We are inspired by the indigenous communities who identify themselves by their local mountain, the nearest river, and the animals and plants they count as kin. We bow in gratitude to the visionaries of the modern bioregionalism movement, including Peter Berg and Gary Snyder. Remembering the bioregion reminds us that we do this work with all our relations.
We belong to the land we inhabit
Bioregionalism invites us to remember our ecological identity, grounded in the functional landscape that the Earth herself expresses. The landscape is our partner--a living, intelligent participant in regeneration--and the gift and invitation is to listen to the land and re-organize human society in a way that honors ecological reality.
We belong to the land. We are called to know the plants and animals that make their home alongside us. The land where we live is the land that is ours to heal. The world is alive and is always speaking to us. Only by nurturing our personal familiarity with our own bioregion can we hear what the land is saying.
We stand for what we stand on
We believe in place-based organizing because the world we are building depends upon humans in each bioregion learning to unite as the people of one landscape and coordinate action to care for the land upon which we all equally depend. A biosphere made up of coherent, collectively-governed bioregions unlocks planetary regeneration.
We define the California Bay Area bioregion broadly, as the 9 county area and the confluence of the watersheds between them. Drawing a strict boundary is less important than understanding the rich cultural, economic, agricultural, and environmental exchange across this influential area. We are members of Shasta bioregion. We are constituents of the nature-state of Salmon Nation. We are the people of the redwoods, of blackberries, of the redtail hawk, the black-tailed deer, the coyote, the raven. Our invitation is to fall in love with our land. We want to shape our bioregion into a model for the world of what regenerative civilization can be.
We live on native land
The place we call “The Bioregion”, the place most of us call home, is the ancestral home of many peoples who are still here today. Ramaytush Ohlone, Amah Mutsun, Bay Miwok, Coast Miwok, Delta Yokuts, Patwin and Wappo are some of the names of the people of this land. All of those people were displaced by colonization which devastated culture & language, and interrupted unknown thousands of years of thriving in the bay. The people of this land achieved a type of harmony with the environment that is currently beyond our own capabilities. Under their care, the bioregion thrived, the water flowed as it wished, the creatures roamed as they pleased, redwoods stood tall, and the salmon ran free. The Association of Ramaytush Ohlone people and Amah Mutsun Tribal band are just two of many active communities today committed to land stewardship and honoring truth in history.
As we work to bring our modern technology, culture, economies and infrastructure into right relationship with the land, we remember that the people of this land are separated from their homes and their sacred places are occupied by outsiders.
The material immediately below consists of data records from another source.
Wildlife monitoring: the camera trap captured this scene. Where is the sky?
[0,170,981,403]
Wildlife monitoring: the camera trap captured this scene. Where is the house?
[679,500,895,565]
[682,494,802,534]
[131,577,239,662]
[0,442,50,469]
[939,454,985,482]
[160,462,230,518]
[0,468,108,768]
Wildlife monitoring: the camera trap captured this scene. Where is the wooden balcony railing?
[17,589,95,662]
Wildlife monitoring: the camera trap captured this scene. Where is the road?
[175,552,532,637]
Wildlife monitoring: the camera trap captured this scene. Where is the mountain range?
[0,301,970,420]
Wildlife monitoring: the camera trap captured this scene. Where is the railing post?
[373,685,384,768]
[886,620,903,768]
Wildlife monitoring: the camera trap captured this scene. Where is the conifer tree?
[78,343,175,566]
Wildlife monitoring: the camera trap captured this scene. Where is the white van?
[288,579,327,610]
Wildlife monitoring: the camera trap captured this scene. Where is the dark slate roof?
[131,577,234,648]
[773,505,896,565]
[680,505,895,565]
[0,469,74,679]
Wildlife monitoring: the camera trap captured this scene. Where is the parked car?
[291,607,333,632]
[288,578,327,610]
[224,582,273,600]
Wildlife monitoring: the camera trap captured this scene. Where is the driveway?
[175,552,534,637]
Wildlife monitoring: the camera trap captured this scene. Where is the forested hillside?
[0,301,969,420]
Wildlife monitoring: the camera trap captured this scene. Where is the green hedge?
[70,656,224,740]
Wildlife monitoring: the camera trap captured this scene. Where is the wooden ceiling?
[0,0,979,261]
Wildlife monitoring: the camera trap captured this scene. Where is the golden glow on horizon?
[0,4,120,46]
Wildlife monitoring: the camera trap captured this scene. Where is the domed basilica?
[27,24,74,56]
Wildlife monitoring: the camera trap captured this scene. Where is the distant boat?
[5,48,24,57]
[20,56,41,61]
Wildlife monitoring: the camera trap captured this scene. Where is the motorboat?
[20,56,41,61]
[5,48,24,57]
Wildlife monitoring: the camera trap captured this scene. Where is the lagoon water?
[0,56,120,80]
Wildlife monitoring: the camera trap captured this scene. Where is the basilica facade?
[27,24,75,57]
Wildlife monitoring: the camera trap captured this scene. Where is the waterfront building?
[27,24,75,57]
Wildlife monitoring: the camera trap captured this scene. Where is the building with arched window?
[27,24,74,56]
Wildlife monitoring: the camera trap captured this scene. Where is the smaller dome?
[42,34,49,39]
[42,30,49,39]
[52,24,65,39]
Whatever solutions we imagine must account for and repair this deep injustice, and be developed under the leadership of and in partnership with original peoples.
What We Mean
Bioregional Collective Intelligence
Collective intelligence refers to how groups of people working collaboratively together make better sense of the world and smarter decisions than any one person acting alone. We live embedded in many structures for collective intelligence, for example our governments and economic systems, that are no longer serving the needs of our species or our planet.
Terran is designing and practicing new and remembered models of collective intelligence that will allow us to make both smarter and wiser decisions for the whole. We fit our vision for collective intelligence to the scale of the bioregion, which is an ecologically-created polity that naturally aligns the interests of the people sharing that landscape. The bioregion is the level at which it is imperative we learn to coordinate action, collectively govern ourselves, and steward shared resources.
We also believe it is imperative to bring all forms of intelligence to the table to make truly wise decisions. This means including diverse viewpoints, incorporating not just knowledge and mental intelligence but also the intelligence of our hearts and bodies, our feelings and our intuitions. And we must listen to the wisdom of the living Earth and the more-than-human community with whom we share the biosphere. The more voices we hear, the better our decisions as a planetary whole will be.